A Polícia Civil deflagrou, na manhã desta quinta-feira (22), a Operação Sem Livramento para cumprir 36 ordens judiciais contra uma organização criminosa suspeita de envolvimento em crimes de roubo em propriedades rurais, cárcere privado, extorsão e lavagem de dinheiro. As investigações tiveram início em novembro de 2024, após um assalto violento em um sítio no município de Nossa Senhora do Livramento (MT), onde uma família inteira foi feita refém.

Ao todo, são cumpridos 36 mandados de busca e apreensão contra 15 alvos, com endereços em Cuiabá e Várzea Grande. A operação também determinou bloqueio de até R$ 87 mil, além de quebra de sigilo e acesso a dados dos investigados.
As ordens judiciais foram expedidas pelo Núcleo de Justiça 4.0 do Juiz de Garantias de Cuiabá, com base em investigações conduzidas pela Polícia Civil, por meio da Delegacia Especializada de Roubos e Furtos de Veículos (DERFVA).
Na época, o grupo manteve cinco pessoas, entre elas crianças e idosos, em cárcere privado, amarrados por horas enquanto permanecia na propriedade. Algumas vítimas foram agredidas fisicamente e obrigadas a realizar transferências de valores via Pix para os suspeitos.

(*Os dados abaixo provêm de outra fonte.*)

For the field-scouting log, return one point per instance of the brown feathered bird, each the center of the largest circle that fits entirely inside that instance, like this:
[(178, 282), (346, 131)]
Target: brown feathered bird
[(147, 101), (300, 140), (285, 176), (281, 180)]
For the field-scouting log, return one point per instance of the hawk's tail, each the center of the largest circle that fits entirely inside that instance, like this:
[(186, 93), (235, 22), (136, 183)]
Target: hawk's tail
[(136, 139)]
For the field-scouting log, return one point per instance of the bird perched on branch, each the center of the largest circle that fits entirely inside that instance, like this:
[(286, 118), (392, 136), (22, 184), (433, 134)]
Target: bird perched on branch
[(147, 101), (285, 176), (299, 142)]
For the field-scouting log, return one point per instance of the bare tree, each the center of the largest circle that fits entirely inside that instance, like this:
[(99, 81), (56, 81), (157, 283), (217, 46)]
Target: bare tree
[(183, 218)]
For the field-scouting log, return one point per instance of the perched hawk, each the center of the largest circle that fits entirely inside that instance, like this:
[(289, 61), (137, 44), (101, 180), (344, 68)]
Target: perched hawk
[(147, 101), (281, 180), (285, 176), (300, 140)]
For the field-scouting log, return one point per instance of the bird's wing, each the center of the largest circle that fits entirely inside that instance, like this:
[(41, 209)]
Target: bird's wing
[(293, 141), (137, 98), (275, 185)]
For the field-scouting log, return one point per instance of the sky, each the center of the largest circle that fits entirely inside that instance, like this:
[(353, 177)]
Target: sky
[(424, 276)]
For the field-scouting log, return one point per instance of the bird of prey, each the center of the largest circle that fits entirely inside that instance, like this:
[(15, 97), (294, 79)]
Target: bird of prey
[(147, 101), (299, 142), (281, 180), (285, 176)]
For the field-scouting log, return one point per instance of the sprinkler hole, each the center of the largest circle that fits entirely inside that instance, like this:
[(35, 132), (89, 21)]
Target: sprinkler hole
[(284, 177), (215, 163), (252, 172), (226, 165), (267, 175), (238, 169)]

De acordo com a DERFVA, os homens entraram na casa se passando por policiais e, armados, começaram ameaçar os moradores. Como forma de intimidação extrema, os investigados mataram o papagaio da família e feriram um cachorro, com o objetivo de evitar que os animais chamassem atenção durante a ação criminosa.
Após horas de terror, o grupo deixou o local levando um carro, além de celulares, notebooks, equipamentos profissionais, ferramentas e outros bens pessoais das vítimas. Ainda na época, quatro suspeitos foram presos.
De acordo com a Polícia Civil, as apurações demonstraram que o crime não foi um fato isolado. As investigações apontam que os suspeitos atuavam de forma organizada, com planejamento prévio, divisão de tarefas e escoamento dos bens roubados a terceiros.
Segundo o delegado responsável pelo caso, Maurício Maciel Pereira Junior, o avanço das apurações permitiu identificar outros integrantes do grupo, mapear a forma de atuação da organização criminosa e localizar empresas supostamente utilizadas para ocultação e lavagem de dinheiro.